Questo articolo, e l’intero DDL, è in completa antitesi con qualsiasi accezione di sicurezza, preferisce fare propaganda vendicandosi invece di lavorare verso il reinserimento nella società e la prevenzione. Sulla condizione delle donne che commettono reati non solo pesa l’oppressione sistemica del patriarcato, ma questa è spesso innestata su situazioni di povertà ed esclusione sociale.
È fondamentale quindi garantire servizi, reddito, reti sociali e sistemazioni abitative come unica strada per accedere ad un senso nuovo e diverso di sicurezza per tuttɜ, è necessario garantire una vita degna.
Articolo 26
(Rafforzamento della sicurezza negli istituti penitenziari)
L’articolo 26, modificando alcune disposizioni del codice penale, introduce diverse misure riguardanti la sicurezza all’interno degli istituti penitenziari ovvero:
– il delitto di rivolta all’interno di un istituto penitenziario, di cui al nuovo art. 415-bis c.p.
– l’aggravante del reato di istigazione a disobbedire alle leggi di cui all’art. 415 c.p., se commesso all’interno di un istituto penitenziario o a mezzo di scritti o comunicazioni diretti a persone detenute;
All’articolo 26 del nuovo DDL Sicurezza introduce il delitto di rivolta all’interno di un istituto penitenziario. Questo delitto non riguarda soltanto le rivolte violente (già sanzionate prima di questo DDL) ma anche tutte le forme di protesta passiva, compreso lo sciopero della fame.
Nel frattempo, le condizioni nelle carceri sono sempre più insostenibili: quest’anno sempre più spesso abbiamo sentito parlare delle condizioni disastrose delle celle e della violenza delle forze di polizia. In perfetta linea con l’impianto repressivo dell’intero DDL, si vuole anche in questo caso reprimere il dissenso, mentre il diritto a lottare per veder riconosciuti i propri diritti dovrebbe essere inalienabile, anche all’interno delle carceri.
Più che le pene più severe, ciò che ci fa sentire più sicurɜ è la possibilità di ribellarci a un sistema che ci opprime, sapere che ci sarà sempre spazio per la messa in discussione, il dissenso, la contestazione, per la lotta, gli unici strumenti di avanzamento dei diritti civili e sociali.
Articolo 26
(Norme in materia di servizi consultoriali)

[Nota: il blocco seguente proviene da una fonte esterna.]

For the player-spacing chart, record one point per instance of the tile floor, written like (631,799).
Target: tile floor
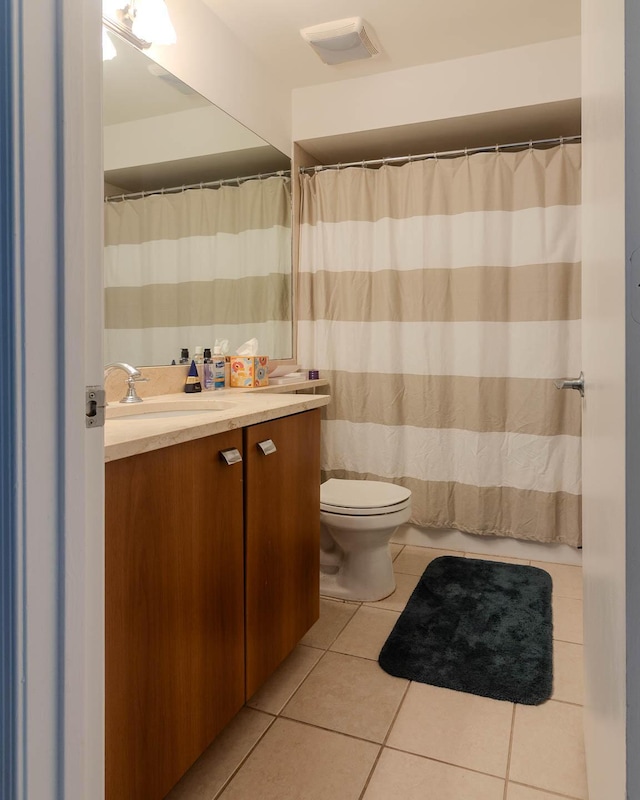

Le regioni organizzano i servizi consultoriali nell’ambito della Missione 6, Componente 1, del PNRR e possono avvalersi, senza nuovi o maggiori oneri a carico della finanza pubblica, anche del coinvolgimento di soggetti del Terzo settore che abbiano una qualificata esperienza nel sostegno alla maternità.
Durante questa primavera il governo ha approvato un emendamento all’articolo 44 del ddl per attuare il PNRR che agevola la presenza di associazioni di sostegno alla maternità nei consultori. La possibilità di queste presenze era già interna alla legge 194, ma con questo emendamento si ha un esplicito appoggio alla presenza dei gruppi che si oppongono all’interruzione volontaria di gravidanza nella sanità pubblica. Inoltre l’emendamento prevede che non sia il consultorio a selezionare le associazioni da inserire al suo interno, ma direttamente la regione. Questo provvedimento, unito alle prospettive dell’autonomia differenziata, rischia di aggravare sia l’accesso all’aborto in tutto il territorio che le disuguaglianze di questo diritto tra le varie regioni italiane, ancor più di quanto si riscontrino attualmente.

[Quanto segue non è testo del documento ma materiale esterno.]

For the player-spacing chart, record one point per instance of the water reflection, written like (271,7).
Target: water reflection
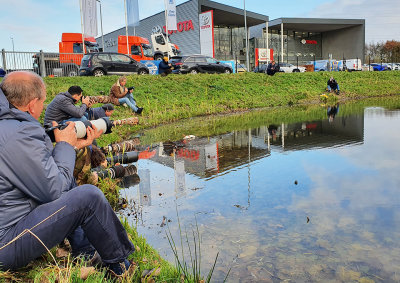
(338,223)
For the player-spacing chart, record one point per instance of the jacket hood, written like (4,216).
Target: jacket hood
(12,113)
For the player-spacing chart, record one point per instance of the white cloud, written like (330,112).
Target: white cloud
(382,18)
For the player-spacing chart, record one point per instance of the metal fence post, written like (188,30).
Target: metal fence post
(3,55)
(42,66)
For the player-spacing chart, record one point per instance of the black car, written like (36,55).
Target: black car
(194,64)
(107,63)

I Centri di Aiuto alla Vita (abbreviati in CAV creando anche confusione coi Centri AntiViolenza), sede operativa del Movimento Per la Vita, sono quasi 400 nel territorio nazionale e molti hanno sede in case di rifugio per donne, nei consultori familiari e in ospedali pubblici. Ma è difficile mappare queste convenzioni e quindi la loro presenza. Così come è difficile reperire informazioni relative a quanti finanziamenti pubblici sono erogati per questo.

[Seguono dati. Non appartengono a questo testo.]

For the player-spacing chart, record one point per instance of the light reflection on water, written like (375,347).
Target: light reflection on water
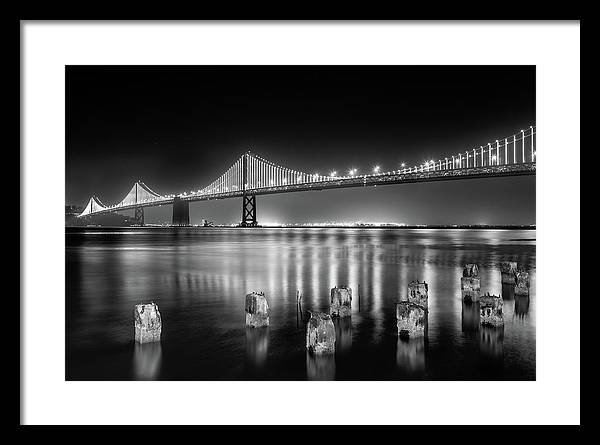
(199,278)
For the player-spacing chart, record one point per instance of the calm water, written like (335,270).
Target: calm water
(199,278)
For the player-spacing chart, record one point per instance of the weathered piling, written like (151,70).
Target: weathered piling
(257,310)
(320,334)
(148,322)
(340,302)
(418,293)
(508,270)
(522,284)
(470,283)
(411,319)
(490,310)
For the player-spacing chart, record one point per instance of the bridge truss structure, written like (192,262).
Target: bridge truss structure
(252,175)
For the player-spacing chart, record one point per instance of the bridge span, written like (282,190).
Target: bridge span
(252,175)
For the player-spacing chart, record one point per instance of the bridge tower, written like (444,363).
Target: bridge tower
(248,199)
(181,212)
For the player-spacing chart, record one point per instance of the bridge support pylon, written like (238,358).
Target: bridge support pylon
(181,212)
(139,216)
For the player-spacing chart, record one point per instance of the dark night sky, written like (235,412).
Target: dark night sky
(178,128)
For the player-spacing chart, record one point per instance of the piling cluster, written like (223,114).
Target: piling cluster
(411,312)
(340,302)
(470,283)
(490,310)
(320,334)
(508,270)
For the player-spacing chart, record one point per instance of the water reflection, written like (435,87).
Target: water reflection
(320,366)
(198,277)
(491,344)
(470,316)
(147,358)
(257,347)
(343,334)
(410,355)
(521,305)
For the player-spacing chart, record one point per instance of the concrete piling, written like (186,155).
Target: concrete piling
(411,319)
(508,269)
(340,302)
(410,356)
(147,361)
(418,293)
(257,310)
(522,284)
(320,334)
(320,366)
(470,283)
(147,322)
(490,310)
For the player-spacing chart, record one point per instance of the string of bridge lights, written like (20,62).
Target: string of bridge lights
(262,173)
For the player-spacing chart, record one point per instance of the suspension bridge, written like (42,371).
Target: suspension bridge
(251,175)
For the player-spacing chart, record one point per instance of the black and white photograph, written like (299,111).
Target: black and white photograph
(263,211)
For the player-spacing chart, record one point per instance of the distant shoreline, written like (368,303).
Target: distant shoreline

Quello che vogliamo sono aiuti e finanziamenti pubblici ai consultori laici, ai centri antiviolenza, come, ad esempio, quelli della rete D.i.Re – gestiti con sempre maggiori difficoltà e fatica – per dare un vero diritto alla prevenzione, alla contraccezione, all’aborto e ai percorsi di maternità e fuoriuscita dalla violenza.